Abstract

Electroencephalogram (EEG) remains the primary technique in the diagnosis and localization of partial epilepsy seizures. Despite the advent of modern neuroimaging techniques, the use of EEG signals for locating epilepsy-affected brain areas is still convenient. That is why during these last decades, several computer-aided detection (CAD) methodologies have been proposed to detect and discriminate focal (F) EEG signals, and hence locate epileptogenic foci. In this impetus, this paper applied Jacobi polynomial transforms (JPTs)-based entropy measures to analyze the complexity and discriminate the bivariate focal (F) and non-focal (NF) EEG signals. Jacobi polynomial transforms namely discrete Legendre transform (DLT) and discrete Chebyshev transform (DChT) are applied to separate F and NF EEG signals into their different rhythms. Furthermore, entropy measures like approximate entropy (ApEn), sample entropy (SampEn), permutation entropy (PermEn), fuzzy entropy (FuzzyEn) and increment entropy (IncrEn) are extracted.

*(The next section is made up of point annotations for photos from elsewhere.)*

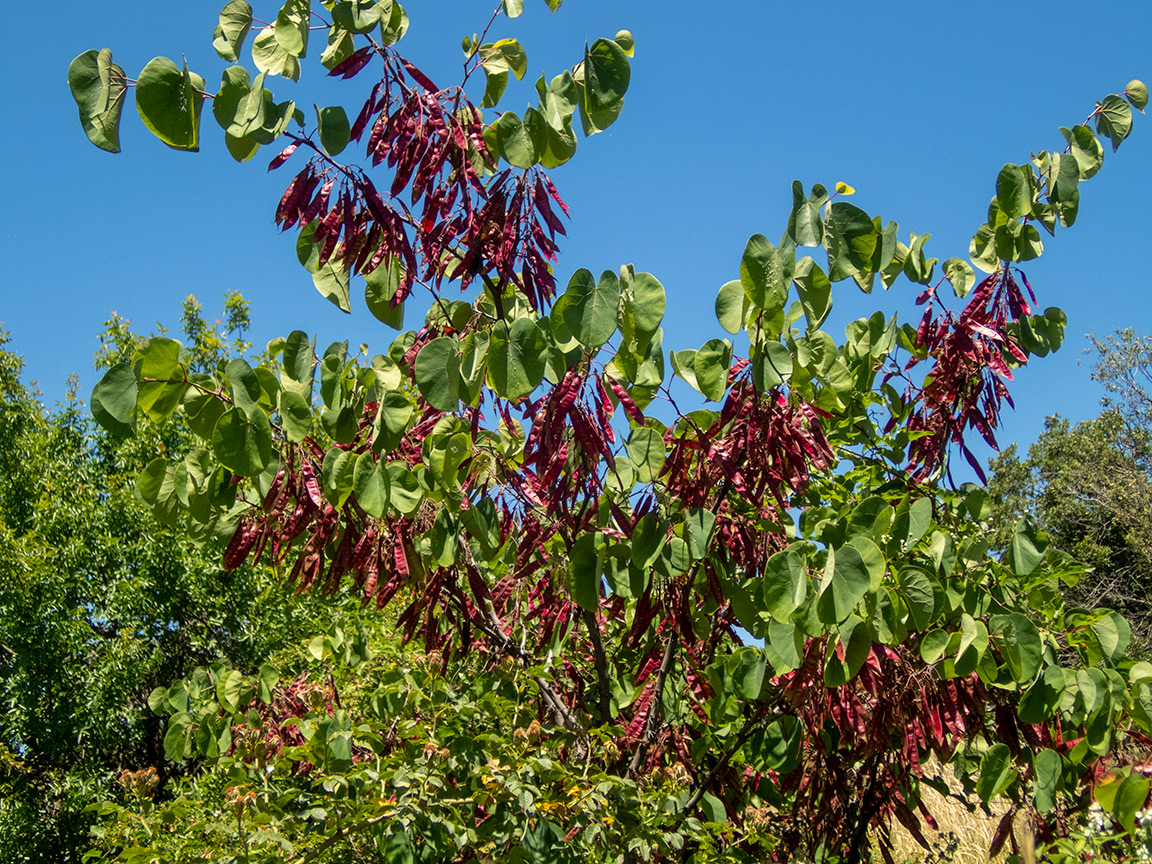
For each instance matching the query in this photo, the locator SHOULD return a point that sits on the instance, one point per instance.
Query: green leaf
(584, 568)
(161, 377)
(960, 275)
(292, 27)
(503, 57)
(804, 224)
(1137, 93)
(763, 277)
(778, 745)
(918, 590)
(98, 86)
(711, 365)
(815, 290)
(494, 85)
(177, 741)
(515, 141)
(590, 309)
(245, 386)
(114, 400)
(646, 451)
(1114, 119)
(606, 77)
(772, 365)
(1130, 797)
(235, 22)
(995, 772)
(516, 358)
(854, 639)
(648, 540)
(850, 237)
(1024, 550)
(623, 577)
(361, 16)
(338, 476)
(864, 516)
(1113, 633)
(332, 281)
(404, 491)
(332, 123)
(168, 100)
(370, 482)
(300, 358)
(1014, 190)
(395, 27)
(646, 304)
(733, 305)
(785, 584)
(270, 57)
(1020, 644)
(437, 371)
(243, 441)
(341, 45)
(783, 648)
(933, 645)
(982, 249)
(846, 582)
(699, 523)
(380, 289)
(239, 106)
(295, 416)
(1085, 149)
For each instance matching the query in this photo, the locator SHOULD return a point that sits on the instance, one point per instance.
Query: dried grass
(964, 836)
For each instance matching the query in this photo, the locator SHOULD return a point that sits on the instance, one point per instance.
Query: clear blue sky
(916, 105)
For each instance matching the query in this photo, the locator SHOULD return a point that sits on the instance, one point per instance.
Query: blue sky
(916, 105)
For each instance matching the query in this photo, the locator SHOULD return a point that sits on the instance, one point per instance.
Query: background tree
(99, 604)
(1089, 486)
(613, 554)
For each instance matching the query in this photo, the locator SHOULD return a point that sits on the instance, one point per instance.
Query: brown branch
(601, 664)
(656, 707)
(491, 626)
(721, 764)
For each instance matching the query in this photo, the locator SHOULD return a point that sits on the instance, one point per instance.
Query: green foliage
(95, 612)
(584, 580)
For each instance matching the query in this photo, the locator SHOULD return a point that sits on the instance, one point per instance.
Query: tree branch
(601, 665)
(645, 741)
(490, 624)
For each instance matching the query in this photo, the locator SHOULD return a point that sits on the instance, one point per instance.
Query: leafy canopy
(514, 475)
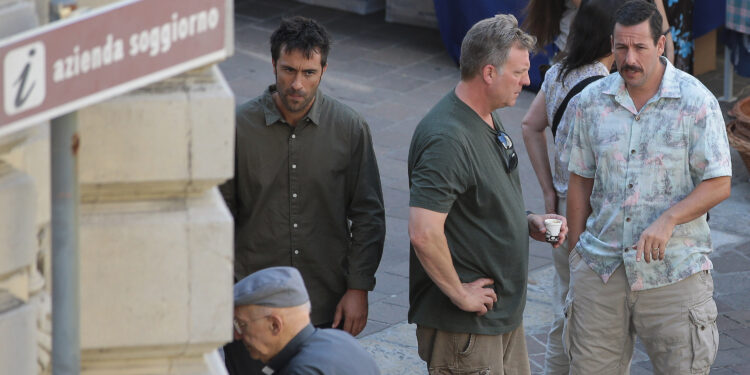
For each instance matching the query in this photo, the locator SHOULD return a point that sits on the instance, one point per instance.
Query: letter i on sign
(24, 80)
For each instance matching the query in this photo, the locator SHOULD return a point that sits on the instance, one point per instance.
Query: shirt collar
(291, 349)
(273, 115)
(669, 87)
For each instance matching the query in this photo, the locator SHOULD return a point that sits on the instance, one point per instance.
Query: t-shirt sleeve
(709, 149)
(582, 159)
(440, 173)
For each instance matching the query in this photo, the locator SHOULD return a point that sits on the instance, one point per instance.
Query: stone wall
(155, 236)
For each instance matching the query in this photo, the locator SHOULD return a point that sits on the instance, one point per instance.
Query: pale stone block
(155, 274)
(17, 285)
(17, 246)
(211, 267)
(192, 363)
(134, 280)
(17, 16)
(167, 140)
(32, 156)
(17, 345)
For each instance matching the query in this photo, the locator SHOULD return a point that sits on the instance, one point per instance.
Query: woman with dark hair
(588, 54)
(549, 21)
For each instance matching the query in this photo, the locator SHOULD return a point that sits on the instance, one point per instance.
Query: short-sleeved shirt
(307, 196)
(556, 88)
(455, 167)
(315, 351)
(644, 162)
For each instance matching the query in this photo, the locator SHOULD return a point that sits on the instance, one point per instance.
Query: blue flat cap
(272, 287)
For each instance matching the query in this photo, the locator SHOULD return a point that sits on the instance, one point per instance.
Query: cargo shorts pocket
(567, 314)
(458, 371)
(704, 335)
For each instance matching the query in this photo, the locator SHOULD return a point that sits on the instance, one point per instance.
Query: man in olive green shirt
(468, 228)
(306, 191)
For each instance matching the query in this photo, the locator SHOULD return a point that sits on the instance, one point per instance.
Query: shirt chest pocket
(676, 132)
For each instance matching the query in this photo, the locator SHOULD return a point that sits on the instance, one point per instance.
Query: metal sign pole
(66, 348)
(66, 342)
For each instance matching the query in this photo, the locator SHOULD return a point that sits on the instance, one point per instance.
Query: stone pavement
(393, 74)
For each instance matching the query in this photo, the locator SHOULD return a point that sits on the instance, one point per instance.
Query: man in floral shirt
(649, 158)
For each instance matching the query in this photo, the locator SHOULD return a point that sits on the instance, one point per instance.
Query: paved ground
(393, 74)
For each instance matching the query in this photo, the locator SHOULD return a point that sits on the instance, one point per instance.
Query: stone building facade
(155, 236)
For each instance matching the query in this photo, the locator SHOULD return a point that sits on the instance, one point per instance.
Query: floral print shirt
(643, 162)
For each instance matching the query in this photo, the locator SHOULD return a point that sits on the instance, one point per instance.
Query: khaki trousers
(555, 359)
(676, 323)
(449, 353)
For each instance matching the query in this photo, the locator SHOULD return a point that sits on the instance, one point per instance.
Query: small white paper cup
(553, 227)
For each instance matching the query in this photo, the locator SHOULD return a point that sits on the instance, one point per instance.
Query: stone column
(156, 237)
(25, 328)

For direct discrimination between F and NF EEG signals, extracted entropies are combined to define different features vectors that are fed as inputs of two kernel machines namely the least-squares support vector machine (LS-SVM) and simple multi-layer perceptron neural network (sMLPNN). Experimental results demonstrated that our methodology achieved the highest performance of 98.33% sensitivity, 98.00% specificity, and 98.17% accuracy in discriminating F and NF EEG signals with sMLPNN classifier. In addition, our methodology will be useful to clinicians in providing an accurate and objective paradigm for locating epilepsy-affected brain areas.